The committee's main concern was about the government's future commitment to this program and its workforce. "The technical ability to maintain the stockpile exists; our concern is about the political will to maintain those capabilities," Williams says. Committee member Lynn Sykes of the Lamont-Doherty Earth Observatory at Columbia University says, "There's one golden bullet: a high quality workforce. I can't stress that too strongly."

Full article:
http://news.sciencemag.org/scienceinsider/2012/03/no-technical-reason-to-avoid-a-t.html

14 comments:

Anonymous said...

The "high quality workforce" has taken McMillan's advice and is in the process of "following the money" right out the door. Too late to close the barn door now. The quality horses left years ago.

Anonymous said...

Marv Adams a former LLNL and LANL "weaponeer" who could not "hack it" at the Labs now being paid to say the "right thing" on this committee. Good job Marv, the check will be deposited in your bank tomorrow. Follow the money.... Sad!

Anonymous said...

GROUPTHINK!

Talk is cheap, and has no measurable consequences.

A test will verify or disprove current practices like nothing else.

Trust but verify.

Anonymous said...

Good luck with keeping scientific expertise from fleeing LANL. This lab just lost a lot of super-computer expertise in the High Performance Computing (HPC) division with the loss of highly educated staff fleeing during the latest downsizing effort.

LANL is in a serious 'death spiral' and is rapidly losing expertise under NNSA and the LANS' for-profit regime.

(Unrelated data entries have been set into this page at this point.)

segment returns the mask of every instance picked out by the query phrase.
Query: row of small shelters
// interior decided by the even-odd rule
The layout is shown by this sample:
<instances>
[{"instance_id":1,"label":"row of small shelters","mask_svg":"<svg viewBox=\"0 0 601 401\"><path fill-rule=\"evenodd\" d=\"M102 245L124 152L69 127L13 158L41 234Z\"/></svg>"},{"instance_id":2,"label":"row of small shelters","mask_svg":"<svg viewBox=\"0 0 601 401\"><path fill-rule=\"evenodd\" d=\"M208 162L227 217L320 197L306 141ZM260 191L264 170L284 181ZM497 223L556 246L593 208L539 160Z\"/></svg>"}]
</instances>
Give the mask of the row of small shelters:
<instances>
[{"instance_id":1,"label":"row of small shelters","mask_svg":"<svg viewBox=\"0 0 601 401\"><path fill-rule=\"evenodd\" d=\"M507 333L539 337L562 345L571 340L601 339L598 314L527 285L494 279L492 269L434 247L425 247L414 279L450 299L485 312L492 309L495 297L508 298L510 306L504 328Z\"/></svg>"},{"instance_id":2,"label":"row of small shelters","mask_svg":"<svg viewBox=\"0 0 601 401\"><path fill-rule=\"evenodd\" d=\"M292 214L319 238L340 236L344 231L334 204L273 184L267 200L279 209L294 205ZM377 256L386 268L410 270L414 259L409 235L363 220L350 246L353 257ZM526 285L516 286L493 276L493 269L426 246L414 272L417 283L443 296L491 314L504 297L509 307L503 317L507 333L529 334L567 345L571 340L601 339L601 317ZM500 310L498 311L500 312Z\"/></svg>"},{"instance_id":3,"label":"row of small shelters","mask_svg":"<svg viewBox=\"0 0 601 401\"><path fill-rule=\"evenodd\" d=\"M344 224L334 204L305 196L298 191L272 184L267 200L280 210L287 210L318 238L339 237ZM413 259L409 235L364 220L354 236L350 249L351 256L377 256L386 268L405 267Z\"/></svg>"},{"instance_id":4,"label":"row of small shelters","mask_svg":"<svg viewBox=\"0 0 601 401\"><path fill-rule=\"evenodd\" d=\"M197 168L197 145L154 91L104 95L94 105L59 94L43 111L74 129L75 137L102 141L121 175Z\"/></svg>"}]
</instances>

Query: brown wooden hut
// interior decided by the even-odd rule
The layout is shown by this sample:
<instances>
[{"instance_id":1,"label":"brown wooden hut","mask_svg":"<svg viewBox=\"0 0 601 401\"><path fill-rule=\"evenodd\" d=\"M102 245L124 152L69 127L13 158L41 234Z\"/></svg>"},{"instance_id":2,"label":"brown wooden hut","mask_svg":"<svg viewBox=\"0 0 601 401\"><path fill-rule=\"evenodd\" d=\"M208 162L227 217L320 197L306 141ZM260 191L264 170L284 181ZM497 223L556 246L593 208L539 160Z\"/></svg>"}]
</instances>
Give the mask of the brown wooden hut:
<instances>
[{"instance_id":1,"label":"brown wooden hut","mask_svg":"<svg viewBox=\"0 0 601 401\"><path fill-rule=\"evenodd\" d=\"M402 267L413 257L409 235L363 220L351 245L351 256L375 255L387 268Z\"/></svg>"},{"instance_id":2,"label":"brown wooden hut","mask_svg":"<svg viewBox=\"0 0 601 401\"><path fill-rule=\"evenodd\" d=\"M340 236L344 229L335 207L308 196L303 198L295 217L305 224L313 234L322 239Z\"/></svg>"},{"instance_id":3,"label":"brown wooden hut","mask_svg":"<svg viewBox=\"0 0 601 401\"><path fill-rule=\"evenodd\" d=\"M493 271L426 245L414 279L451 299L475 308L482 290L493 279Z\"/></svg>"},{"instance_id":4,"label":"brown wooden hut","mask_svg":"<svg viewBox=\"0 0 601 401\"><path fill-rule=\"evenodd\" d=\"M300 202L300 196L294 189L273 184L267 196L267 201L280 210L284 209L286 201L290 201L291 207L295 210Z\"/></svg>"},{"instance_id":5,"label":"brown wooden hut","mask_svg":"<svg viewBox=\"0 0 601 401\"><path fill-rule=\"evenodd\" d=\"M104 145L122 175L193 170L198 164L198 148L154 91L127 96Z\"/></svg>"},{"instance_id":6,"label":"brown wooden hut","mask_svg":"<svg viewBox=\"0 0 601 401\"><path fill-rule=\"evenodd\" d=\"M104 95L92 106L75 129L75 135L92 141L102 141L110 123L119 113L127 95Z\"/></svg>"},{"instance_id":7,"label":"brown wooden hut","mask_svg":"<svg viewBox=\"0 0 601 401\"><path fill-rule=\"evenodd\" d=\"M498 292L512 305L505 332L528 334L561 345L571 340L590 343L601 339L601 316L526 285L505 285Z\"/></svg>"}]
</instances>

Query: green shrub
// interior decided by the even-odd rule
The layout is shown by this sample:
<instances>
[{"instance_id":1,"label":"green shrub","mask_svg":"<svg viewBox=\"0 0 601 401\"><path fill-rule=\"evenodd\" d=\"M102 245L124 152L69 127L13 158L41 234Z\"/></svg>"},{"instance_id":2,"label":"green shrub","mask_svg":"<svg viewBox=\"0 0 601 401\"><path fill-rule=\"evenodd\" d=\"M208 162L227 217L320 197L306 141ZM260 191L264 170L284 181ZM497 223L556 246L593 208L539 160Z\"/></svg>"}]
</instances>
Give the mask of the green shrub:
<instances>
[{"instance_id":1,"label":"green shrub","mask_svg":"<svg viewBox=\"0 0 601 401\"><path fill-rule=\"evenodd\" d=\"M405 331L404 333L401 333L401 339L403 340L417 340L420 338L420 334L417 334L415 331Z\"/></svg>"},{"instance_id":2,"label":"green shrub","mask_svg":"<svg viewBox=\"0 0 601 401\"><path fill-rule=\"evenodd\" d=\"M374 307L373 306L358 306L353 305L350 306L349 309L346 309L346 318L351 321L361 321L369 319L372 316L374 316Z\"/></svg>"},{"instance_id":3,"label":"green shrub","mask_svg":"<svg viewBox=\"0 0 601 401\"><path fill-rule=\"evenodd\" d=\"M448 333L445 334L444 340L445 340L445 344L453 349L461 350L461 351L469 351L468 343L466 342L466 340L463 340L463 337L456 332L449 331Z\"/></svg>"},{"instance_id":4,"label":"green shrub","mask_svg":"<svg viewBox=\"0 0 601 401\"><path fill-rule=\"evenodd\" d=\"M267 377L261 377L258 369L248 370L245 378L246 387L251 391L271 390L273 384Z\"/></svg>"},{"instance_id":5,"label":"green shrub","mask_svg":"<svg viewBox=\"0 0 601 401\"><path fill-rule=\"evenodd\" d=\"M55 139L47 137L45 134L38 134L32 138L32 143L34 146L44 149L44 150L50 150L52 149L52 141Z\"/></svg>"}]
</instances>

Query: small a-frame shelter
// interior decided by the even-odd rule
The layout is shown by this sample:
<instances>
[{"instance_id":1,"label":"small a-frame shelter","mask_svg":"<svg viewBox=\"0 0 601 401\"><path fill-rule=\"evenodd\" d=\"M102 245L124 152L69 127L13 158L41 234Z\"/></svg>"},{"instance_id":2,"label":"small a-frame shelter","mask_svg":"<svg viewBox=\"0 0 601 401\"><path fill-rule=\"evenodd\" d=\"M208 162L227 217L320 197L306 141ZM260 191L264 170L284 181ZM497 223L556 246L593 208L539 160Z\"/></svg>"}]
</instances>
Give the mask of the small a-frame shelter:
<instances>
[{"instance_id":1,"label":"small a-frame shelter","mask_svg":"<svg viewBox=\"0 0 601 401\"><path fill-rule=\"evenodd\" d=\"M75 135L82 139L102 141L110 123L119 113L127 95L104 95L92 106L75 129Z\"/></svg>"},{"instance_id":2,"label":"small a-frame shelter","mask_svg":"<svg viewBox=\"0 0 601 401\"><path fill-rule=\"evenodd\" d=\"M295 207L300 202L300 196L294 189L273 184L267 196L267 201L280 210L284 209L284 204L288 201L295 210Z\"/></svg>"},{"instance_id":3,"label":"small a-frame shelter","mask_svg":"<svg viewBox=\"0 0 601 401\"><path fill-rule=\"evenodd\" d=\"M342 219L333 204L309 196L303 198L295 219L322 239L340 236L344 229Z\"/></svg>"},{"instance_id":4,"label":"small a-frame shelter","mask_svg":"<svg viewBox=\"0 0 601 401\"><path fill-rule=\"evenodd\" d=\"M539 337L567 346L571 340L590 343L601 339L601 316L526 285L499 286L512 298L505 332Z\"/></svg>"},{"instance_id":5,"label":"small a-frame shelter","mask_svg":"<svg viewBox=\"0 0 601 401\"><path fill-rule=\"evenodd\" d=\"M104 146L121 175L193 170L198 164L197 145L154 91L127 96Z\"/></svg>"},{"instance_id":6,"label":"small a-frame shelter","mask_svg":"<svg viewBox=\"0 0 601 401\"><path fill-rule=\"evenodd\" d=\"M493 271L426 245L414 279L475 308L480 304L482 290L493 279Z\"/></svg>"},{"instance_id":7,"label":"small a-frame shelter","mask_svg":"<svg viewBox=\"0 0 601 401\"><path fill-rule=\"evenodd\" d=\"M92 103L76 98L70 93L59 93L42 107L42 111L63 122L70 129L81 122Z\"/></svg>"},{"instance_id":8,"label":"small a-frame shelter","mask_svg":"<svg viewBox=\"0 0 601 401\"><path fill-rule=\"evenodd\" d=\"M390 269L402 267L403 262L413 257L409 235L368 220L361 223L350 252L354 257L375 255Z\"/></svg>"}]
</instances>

Almost 600 professional staff are set to walk out the front door this Thursday with the VSP offer.

Anonymous said...

Don't worry, our modeling and simulation is so good now, we can model SFIs before we actually find them.

And if you really want to give yourself pause, just ask when was the last STS test of a weapon.

Anonymous said...

Good luck with keeping scientific expertise from fleeing LANL. This lab just lost a lot of super-computer expertise in the High Performance Computing (HPC) division with the loss of highly educated staff fleeing during the latest downsizing effort.

April 3, 2012 9:47 AM

Who cares? We kept our most precious asset, our Facility Engineers. And not only that, they are a lot cheaper than you worthless computer geeks. Follow the money baby, follow the money $$$$$$...

Uhhhhh, Ummmm, Char, Char, Charlie...

Anonymous said...

The committee's main concern was about the government's future commitment to this program and its workforce. "The technical ability to maintain the stockpile exists; our concern is about the political will to maintain those capabilities," Williams says. Committee member Lynn Sykes of the Lamont-Doherty Earth Observatory at Columbia University says, "There's one golden bullet: a high quality workforce. I can't stress that too strongly."

Bingo! But I got bad news for Lynn. Wake up, there is no "political will" any longer in D.C. The only prevailing will is for LLNS/LANS Managers to escalate their salaries. Lynn is clearly disconnected from any reality.

Anonymous said...

“The first thing you need to know about Goldman Sachs is that it's everywhere. The world's most powerful investment bank is a great vampire squid wrapped around the face of humanity, relentlessly jamming its blood funnel into anything that smells like money”

- Journalist Matt Taibbi, profiling the bank for Rolling Stone magazine in 2009
________________________

The same could be said of Bechtel. Once they get their hooks into you, they suck you dry of dollars and never leave. They are the "Goldman Sachs" of the engineering world. They will NEVER leave their honey pots at the newly privatized "for-profit" managed NNSA labs. Never.

Don't wait for Washington DC to suddenly wake up and realize the destruction that is happening to their formerly "crown jewel" national labs. Follow the money, like our latest Director suggested last week. It's all about the money and nothing more. He should know!

Anonymous said...

Marv Adams a former LLNL and LANL "weaponeer" who could not "hack it" at the Labs now being paid to say the "right thing" on this committee. Good job Marv, the check will be deposited in your bank tomorrow. Follow the money.... Sad!

April 2, 2012 5:09 PM

Ah yes Marv Adams. One of the most stanch Lab critics while employed at LLNL and LANL has become one of the great Lab advocates. It's amazing when that LLNS/LANS check arrived how it changes folks.

Anonymous said...

No one is paid to contribute to National Research Council Reports.

Prof. Adams leads a major research group at Texas A&M and he seems to have done exactly what the complainers on this site are always suggesting, leave the labs and move on to bigger and better things. Further he is arguing what the complainers are arguing: something needs to be done to keep a high quality workforce at the labs. So why the hate and lies?

Anonymous said...

The technical reason to avoid a test ban is that the the current US government proponents have an agenda, not strictly performance based.

When you don't trust, you verify.

Rumble the Strip!

Anonymous said...

Well intentioned scientists failed (again) in North Korea, showing (again) that this technology ain't that easy.

Watch the LLNL and LANL obituaries, the people that proved that they know how to do this are dead or in rest homes.

What makes the inexperienced current US team better than the inexperinced North Korean team? OK many things.... but how do you know the tech transfer worked unless you test?

$1.2T invested in an aging nuclear stockpile.

Anonymous said...

The best reason for not testing now is to avoid the embaressment of failure.

Anonymous said...

Well intentioned scientists failed (again) in North Korea, showing (again) that this technology ain't that easy.

April 14, 2012 10:15 AM

That was a failed launch of a long-range (or orbit capable) missile, not a failed nuclear test. Rocket science ain't nukes.